I really have been looking for breeders for months im just starting to loose interest in looking for one. I searched every page of puppyfind.com i emailed people but my parents think it would be some sort of scam and you wouldnt get the puppy you want if you didnt see the puppy in person.


----------



## Gypsy (Feb 13, 2006)

Here are a few I found on puppyfind in NY and NJ. It's hard to tell much about the breeder on Puppyfind so you would have to contact them and ask questions.  
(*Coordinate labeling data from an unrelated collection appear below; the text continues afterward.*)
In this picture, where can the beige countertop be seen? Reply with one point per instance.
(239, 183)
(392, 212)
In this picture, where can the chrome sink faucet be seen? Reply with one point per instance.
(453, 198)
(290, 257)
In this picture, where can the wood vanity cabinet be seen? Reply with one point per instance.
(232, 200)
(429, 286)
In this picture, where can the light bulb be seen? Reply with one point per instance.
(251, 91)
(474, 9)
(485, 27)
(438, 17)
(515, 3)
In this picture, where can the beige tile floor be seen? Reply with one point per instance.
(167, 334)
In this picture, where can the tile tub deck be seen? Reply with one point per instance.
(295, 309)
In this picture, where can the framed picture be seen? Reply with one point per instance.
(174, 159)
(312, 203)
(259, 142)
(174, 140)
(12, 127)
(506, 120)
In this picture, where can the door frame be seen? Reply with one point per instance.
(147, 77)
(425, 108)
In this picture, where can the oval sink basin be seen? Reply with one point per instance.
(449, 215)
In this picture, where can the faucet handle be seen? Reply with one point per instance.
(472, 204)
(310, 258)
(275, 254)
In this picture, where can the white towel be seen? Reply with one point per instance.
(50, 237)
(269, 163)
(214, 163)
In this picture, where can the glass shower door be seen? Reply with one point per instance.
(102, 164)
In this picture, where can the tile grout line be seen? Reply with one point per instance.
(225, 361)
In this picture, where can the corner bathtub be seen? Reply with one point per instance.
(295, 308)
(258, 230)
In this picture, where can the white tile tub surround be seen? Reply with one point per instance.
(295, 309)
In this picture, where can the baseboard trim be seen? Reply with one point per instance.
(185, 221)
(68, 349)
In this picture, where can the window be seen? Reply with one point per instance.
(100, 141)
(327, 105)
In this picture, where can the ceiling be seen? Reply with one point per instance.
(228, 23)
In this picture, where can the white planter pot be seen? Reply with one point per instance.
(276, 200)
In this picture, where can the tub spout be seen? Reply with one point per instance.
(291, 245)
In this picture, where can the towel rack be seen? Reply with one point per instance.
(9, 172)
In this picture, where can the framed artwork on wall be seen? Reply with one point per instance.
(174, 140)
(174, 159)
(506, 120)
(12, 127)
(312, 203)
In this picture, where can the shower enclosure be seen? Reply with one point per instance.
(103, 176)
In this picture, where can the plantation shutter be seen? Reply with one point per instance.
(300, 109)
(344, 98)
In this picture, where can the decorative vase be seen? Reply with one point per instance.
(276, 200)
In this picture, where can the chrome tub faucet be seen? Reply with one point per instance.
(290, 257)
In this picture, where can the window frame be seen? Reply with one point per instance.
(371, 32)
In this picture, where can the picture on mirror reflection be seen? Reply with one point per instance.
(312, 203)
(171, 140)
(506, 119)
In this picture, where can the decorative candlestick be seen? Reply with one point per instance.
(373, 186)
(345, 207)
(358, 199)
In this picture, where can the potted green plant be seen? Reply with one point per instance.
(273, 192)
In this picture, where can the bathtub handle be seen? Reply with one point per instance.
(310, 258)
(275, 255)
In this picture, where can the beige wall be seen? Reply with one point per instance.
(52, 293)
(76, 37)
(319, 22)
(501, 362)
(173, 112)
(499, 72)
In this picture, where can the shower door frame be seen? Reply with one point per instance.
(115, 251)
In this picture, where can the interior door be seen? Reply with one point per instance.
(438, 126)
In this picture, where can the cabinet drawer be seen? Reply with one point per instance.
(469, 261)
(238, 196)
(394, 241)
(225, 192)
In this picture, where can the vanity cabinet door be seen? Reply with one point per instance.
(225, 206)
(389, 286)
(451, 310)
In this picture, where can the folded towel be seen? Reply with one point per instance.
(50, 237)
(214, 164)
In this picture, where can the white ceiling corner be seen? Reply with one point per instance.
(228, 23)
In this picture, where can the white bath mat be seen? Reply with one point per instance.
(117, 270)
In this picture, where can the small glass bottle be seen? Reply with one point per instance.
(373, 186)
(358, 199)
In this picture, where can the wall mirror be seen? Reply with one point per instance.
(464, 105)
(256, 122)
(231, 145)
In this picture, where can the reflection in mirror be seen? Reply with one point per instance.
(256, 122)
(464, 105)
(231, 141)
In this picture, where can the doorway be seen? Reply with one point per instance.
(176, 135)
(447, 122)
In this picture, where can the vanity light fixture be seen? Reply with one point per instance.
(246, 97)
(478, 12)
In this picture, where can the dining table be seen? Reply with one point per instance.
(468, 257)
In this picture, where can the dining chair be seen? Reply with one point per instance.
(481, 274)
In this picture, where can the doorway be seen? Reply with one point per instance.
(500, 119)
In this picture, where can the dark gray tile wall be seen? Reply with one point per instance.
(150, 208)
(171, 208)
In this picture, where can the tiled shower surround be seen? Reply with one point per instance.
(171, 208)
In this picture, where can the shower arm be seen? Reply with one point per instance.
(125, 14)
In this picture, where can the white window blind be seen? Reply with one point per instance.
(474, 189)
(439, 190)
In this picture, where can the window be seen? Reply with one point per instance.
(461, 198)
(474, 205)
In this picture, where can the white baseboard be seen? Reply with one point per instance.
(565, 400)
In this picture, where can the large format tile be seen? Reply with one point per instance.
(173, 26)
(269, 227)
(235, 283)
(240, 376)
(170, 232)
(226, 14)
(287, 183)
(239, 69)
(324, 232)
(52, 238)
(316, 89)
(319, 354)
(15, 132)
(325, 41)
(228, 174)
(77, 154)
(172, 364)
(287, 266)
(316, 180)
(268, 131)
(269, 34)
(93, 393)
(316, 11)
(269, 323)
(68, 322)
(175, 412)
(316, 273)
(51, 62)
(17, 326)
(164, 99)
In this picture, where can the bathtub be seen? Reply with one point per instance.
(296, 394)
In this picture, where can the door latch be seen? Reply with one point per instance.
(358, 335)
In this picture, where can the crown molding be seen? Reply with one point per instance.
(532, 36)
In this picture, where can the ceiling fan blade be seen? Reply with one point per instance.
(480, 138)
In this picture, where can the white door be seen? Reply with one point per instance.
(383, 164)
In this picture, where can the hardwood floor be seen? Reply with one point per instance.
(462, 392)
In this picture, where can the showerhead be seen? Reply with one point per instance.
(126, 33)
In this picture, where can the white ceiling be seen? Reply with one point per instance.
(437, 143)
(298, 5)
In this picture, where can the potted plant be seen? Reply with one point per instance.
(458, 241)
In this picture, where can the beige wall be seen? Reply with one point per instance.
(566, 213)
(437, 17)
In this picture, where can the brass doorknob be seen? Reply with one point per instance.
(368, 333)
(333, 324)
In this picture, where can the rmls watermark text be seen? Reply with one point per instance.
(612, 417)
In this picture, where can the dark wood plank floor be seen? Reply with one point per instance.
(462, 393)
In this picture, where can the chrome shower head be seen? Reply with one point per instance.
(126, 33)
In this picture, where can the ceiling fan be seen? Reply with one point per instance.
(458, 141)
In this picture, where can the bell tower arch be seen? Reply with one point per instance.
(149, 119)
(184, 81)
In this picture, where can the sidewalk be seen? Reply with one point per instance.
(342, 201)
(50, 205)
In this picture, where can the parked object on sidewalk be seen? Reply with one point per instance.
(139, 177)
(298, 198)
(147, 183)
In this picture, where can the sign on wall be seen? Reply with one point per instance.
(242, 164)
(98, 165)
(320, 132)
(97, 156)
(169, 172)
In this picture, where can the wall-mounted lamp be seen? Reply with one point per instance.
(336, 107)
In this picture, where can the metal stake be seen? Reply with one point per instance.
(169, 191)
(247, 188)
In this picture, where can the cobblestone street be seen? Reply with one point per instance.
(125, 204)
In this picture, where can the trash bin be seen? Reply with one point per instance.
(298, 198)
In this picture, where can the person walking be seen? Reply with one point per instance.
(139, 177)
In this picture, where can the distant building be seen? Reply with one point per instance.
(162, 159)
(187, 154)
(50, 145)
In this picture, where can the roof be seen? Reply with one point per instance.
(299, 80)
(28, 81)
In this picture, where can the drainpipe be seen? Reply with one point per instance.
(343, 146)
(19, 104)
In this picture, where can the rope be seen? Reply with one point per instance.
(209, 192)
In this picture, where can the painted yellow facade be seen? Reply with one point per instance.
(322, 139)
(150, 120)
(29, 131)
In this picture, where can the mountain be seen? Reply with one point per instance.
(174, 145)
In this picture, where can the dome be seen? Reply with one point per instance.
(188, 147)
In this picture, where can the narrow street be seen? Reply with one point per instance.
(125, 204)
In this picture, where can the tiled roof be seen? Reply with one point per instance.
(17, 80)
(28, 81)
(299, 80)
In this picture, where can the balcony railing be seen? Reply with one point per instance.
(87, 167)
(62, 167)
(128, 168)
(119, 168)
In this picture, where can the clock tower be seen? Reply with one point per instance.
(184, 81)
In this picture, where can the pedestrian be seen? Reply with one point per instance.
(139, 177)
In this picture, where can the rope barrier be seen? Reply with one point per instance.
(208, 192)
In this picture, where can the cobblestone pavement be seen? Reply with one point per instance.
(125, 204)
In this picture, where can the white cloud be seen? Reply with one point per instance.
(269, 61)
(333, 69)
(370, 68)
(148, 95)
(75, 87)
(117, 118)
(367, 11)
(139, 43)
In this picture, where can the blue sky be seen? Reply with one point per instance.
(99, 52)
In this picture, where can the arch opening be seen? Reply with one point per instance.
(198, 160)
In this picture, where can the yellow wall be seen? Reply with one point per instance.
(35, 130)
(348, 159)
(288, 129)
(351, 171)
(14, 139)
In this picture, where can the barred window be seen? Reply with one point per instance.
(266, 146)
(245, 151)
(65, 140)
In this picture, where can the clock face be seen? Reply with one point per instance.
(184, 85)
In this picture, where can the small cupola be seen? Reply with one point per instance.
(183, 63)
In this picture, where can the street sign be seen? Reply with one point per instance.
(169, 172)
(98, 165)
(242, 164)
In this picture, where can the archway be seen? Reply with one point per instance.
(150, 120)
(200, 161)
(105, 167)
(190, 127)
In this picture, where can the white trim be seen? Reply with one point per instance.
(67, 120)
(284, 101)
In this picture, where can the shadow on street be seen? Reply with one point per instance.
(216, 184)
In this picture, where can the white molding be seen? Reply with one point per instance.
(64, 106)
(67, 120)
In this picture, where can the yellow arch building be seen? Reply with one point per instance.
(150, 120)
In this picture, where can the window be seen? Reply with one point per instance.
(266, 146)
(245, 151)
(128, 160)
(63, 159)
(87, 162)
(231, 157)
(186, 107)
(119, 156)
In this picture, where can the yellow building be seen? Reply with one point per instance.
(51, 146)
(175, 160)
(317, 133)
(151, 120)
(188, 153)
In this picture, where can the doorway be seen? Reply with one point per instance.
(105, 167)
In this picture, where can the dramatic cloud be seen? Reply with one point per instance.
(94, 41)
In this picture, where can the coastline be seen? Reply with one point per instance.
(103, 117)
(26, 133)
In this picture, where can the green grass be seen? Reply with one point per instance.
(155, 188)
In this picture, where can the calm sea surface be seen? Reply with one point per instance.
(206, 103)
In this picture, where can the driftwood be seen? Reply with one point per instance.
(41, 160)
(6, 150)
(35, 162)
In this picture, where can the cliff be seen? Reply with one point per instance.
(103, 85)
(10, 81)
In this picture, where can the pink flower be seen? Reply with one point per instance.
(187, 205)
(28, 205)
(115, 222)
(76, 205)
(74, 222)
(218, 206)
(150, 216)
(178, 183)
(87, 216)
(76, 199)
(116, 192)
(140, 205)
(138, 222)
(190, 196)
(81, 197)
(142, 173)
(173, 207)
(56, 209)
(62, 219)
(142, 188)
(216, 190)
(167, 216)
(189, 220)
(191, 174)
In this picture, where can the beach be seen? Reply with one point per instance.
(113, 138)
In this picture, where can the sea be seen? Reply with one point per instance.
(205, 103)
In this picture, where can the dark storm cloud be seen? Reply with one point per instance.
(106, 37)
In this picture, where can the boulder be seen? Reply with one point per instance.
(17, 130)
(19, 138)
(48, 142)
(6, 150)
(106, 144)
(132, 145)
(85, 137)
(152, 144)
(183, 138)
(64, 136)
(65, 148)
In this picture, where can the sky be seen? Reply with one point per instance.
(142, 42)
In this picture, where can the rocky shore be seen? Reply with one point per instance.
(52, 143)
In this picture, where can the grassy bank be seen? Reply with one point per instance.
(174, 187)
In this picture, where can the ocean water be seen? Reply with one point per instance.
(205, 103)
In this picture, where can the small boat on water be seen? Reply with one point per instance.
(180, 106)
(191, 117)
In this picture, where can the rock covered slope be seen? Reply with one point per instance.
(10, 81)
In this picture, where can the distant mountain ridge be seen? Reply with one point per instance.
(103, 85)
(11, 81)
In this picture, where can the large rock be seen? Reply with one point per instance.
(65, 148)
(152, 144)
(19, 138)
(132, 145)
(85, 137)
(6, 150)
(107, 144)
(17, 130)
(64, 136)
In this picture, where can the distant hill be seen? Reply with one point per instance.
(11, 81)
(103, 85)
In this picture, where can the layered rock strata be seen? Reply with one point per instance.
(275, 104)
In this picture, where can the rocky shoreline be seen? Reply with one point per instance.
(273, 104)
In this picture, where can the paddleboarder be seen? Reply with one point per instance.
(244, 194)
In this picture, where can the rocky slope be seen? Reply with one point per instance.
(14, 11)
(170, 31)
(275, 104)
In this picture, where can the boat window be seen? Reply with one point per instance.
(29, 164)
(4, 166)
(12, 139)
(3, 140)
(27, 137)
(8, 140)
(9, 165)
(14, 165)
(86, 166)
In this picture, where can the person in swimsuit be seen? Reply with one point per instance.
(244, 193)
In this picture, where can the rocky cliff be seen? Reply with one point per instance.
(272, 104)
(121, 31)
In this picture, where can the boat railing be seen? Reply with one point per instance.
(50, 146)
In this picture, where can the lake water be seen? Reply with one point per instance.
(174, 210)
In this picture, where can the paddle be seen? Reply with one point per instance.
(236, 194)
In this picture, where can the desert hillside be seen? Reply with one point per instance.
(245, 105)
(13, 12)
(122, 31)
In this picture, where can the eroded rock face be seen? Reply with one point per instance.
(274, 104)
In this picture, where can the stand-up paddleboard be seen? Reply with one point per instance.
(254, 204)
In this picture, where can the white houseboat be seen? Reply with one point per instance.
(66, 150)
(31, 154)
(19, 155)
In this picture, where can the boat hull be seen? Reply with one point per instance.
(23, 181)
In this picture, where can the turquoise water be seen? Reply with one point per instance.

These two are adorable! A chocolate and a black and tan, $500 in NJ.

http://www.puppyfind.com/view_listi...t_date&back=%2Fbrowse%2F%3Fstr%3Dc%26page%3D1
http://www.puppyfind.com/view_listi...=73319&country=&state=&page=1&order_by=&back=


This littel boy is cute, he's 11 months old which is still really young considering chis live a loong time. He's in NY and is $250.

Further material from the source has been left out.